Plus d’herbe pour lutter contre les marées vertes : c’est l’orientation prise par Nicolas Puech. Son exploitation, à Plogonnec, dans le Finistère, est située dans le bassin-versant de la baie de Douarnenez. Avec ses falaises qui tombent dans la mer, entourant un immense bassin demi-circulaire, le cadre est magnifique, mais entaché par le développement d’algues. En effet, le site est fermé, donc sensible à l’eutrophisation. Avec ses nombreuses rivières à forte déclivité, en huit heures, l’eau est à la mer, lessivant au passage les zones agricoles en amont. C’est ainsi que la baie de Douarnenez fait partie des huit baies bretonnes concernées par le plan de lutte contre les algues vertes. En juillet 2012, une charte de territoire a été signée, avec l’obligation de baisser d’un tiers les fuites d’azote dans la baie. Les agriculteurs ont été incités à réaliser un diagnostic d’exploitation et à signer un contrat d’engagement individuel.

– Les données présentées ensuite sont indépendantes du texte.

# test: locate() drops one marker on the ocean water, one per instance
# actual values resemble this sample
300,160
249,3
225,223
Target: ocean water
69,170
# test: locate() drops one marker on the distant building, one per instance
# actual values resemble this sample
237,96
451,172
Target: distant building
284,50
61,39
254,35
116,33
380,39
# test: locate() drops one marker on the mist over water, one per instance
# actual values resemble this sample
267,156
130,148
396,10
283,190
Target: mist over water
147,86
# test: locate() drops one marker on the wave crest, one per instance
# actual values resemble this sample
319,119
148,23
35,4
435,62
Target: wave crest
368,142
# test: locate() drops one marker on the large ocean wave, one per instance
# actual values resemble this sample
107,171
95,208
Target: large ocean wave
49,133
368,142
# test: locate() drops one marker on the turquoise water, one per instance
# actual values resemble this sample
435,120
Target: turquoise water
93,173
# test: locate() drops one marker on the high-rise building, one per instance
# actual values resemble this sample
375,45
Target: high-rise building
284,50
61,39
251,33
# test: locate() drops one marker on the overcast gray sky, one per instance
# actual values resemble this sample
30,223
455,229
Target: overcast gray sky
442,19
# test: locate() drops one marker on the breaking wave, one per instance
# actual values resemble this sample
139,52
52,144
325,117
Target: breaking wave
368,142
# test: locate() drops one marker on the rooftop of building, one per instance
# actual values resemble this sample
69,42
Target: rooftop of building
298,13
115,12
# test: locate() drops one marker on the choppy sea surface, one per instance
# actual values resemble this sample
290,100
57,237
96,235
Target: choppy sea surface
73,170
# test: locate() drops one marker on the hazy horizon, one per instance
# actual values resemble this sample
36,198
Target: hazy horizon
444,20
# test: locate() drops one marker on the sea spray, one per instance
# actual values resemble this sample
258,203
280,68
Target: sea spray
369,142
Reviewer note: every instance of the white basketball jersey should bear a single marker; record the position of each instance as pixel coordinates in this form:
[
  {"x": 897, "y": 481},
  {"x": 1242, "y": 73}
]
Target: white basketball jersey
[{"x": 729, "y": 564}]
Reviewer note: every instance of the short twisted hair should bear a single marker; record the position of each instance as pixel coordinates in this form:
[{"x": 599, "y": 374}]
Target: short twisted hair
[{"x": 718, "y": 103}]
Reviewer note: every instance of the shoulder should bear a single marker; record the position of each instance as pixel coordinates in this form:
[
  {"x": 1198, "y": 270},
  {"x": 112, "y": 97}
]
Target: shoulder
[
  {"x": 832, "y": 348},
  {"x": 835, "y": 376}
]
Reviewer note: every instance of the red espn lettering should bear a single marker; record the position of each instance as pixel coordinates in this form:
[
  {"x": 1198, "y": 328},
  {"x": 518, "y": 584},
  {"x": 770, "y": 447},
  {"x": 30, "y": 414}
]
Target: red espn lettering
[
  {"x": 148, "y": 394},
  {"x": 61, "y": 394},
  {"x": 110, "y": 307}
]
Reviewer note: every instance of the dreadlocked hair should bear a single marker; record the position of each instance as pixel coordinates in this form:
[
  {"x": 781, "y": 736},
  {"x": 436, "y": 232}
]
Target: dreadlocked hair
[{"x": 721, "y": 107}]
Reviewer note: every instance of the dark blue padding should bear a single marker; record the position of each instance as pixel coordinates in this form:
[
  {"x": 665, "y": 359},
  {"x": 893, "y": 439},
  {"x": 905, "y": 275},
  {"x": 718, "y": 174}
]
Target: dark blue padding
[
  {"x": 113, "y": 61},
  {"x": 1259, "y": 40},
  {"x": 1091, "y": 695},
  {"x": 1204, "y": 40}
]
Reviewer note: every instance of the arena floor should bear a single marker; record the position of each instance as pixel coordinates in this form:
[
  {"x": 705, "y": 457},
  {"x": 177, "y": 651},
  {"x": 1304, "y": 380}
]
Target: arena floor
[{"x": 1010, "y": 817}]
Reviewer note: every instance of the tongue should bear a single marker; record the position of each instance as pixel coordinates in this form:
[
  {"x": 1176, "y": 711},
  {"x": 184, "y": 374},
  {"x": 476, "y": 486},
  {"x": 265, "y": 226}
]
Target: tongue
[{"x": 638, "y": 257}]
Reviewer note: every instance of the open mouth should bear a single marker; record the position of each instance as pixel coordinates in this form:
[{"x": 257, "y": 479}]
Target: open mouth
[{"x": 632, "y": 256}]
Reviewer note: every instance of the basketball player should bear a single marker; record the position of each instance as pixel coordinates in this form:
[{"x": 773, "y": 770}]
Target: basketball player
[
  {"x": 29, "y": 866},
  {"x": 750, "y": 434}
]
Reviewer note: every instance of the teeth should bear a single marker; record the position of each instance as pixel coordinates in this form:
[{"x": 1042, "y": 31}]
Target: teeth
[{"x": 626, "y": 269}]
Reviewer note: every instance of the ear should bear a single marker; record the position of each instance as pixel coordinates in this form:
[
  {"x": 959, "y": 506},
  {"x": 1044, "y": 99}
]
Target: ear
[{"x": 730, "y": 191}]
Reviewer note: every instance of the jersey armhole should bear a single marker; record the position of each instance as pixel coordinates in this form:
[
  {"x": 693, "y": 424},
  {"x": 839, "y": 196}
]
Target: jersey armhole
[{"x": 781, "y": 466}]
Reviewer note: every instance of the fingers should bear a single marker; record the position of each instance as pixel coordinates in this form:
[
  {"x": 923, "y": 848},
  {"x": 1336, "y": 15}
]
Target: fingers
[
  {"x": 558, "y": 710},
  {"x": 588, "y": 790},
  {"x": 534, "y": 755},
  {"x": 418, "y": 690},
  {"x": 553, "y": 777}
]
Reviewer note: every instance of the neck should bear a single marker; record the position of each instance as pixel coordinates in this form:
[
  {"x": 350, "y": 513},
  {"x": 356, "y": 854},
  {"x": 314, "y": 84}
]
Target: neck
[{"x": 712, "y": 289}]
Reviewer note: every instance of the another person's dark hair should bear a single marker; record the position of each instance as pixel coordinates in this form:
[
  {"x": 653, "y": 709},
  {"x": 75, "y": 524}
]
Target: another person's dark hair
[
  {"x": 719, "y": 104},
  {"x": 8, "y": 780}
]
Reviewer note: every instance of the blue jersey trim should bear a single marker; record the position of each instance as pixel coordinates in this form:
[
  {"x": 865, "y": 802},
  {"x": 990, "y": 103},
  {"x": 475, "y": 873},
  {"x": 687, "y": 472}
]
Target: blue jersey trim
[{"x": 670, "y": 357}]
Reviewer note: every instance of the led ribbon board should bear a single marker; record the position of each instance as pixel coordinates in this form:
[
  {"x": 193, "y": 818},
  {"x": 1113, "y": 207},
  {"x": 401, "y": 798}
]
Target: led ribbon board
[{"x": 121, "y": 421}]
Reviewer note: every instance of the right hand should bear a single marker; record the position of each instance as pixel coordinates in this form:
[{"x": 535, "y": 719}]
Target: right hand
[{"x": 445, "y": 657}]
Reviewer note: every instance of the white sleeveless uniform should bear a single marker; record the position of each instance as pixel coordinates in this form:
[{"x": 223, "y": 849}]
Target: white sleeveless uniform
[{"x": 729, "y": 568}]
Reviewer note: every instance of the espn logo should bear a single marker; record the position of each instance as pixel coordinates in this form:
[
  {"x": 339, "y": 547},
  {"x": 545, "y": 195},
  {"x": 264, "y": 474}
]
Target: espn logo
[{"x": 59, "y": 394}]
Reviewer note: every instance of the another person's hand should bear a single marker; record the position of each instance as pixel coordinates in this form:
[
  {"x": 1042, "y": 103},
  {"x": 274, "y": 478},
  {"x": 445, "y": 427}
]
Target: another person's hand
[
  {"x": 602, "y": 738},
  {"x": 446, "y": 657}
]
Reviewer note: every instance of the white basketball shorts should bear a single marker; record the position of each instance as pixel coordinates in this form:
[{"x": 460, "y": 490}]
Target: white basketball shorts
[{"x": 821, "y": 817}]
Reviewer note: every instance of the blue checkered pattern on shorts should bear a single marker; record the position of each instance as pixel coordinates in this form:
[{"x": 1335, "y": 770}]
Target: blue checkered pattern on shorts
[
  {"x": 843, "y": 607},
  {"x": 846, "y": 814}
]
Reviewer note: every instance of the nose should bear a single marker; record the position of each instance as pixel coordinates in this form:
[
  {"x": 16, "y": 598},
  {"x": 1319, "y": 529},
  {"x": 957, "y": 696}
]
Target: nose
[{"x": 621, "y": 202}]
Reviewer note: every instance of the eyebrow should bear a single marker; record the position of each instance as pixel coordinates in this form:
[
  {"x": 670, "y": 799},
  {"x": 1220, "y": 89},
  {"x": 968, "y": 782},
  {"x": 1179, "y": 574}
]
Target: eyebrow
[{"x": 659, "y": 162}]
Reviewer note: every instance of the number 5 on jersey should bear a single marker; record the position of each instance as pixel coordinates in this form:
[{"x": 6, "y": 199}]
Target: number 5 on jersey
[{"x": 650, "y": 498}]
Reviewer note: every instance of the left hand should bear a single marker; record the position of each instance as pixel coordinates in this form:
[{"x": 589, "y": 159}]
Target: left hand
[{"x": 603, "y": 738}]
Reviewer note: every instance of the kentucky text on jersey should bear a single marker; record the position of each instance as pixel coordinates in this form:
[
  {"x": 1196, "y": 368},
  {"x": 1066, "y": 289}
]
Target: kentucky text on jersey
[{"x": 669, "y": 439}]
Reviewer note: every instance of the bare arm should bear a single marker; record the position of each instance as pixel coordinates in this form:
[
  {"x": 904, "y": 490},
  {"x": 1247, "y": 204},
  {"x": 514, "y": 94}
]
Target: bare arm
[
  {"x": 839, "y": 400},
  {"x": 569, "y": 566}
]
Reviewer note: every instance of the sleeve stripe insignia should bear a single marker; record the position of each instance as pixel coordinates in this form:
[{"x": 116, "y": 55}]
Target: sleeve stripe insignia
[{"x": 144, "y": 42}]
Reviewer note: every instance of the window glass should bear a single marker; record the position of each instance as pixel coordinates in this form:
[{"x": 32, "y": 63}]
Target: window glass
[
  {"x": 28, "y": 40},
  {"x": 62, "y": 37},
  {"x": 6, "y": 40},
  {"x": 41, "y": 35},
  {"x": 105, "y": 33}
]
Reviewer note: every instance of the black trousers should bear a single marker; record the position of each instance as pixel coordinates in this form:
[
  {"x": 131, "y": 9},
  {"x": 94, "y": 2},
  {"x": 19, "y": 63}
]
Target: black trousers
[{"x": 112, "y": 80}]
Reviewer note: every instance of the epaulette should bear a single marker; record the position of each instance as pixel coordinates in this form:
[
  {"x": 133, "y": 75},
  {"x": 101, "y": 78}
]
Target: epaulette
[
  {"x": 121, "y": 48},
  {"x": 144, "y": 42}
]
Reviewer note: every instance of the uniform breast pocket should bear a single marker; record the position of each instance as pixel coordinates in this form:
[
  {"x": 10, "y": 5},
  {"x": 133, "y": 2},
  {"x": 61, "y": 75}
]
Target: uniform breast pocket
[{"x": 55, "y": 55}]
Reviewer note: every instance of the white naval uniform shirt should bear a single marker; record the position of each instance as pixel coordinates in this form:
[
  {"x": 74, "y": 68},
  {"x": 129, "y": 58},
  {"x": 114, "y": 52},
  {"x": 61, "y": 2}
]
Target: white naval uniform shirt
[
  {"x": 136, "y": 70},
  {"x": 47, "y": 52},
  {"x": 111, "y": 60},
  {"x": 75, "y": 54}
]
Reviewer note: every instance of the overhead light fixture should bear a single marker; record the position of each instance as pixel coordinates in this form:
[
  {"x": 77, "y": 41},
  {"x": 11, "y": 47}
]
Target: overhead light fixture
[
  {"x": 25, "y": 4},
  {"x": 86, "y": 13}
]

Sur les 146 hectares de SAU de l’EARL Puech, 95 ha sont dans le bassin-versant algues vertes. « Depuis mon installation en 1998, avec toutes les actions menées sur le bassin-versant, je suis sensibilisé au sujet », confirme le jeune producteur. Il a été dans les premiers à réaliser un diagnostic. « On connaît l’importance des prairies pour réduire les fuites d’azote, poursuit-il. Dans le contexte laitier actuel, il est préférable de produire du lait à base d’herbe, plutôt qu’avec du maïs qui coûte cher à complémenter. » Son problème : le parcellaire ne le permet pas. Sur le site principal, l’éleveur ne dispose que d’un îlot accessible aux vaches laitières, de 20 ha, « des terres séchantes avec une production d’herbe qui baisse très vite ».

Affouragement en vert

Basée à l’origine sur un système classique maïs-pâturage, au fil du temps et de rachat de foncier, la structure a évolué. Le dernier agrandissement date de 2013. Sophie, l’épouse de Nicolas, s’est installée en reprenant l’exploitation de ses parents (45 ha hors du bassin-versant). Elle est chargée de l’atelier de transformation d’une partie du lait en fromage. « Nous avons récupéré le troupeau de holsteins, que nous remplaçons progressivement par des montbéliardes à meilleure capacité fromagère », précise l’éleveur.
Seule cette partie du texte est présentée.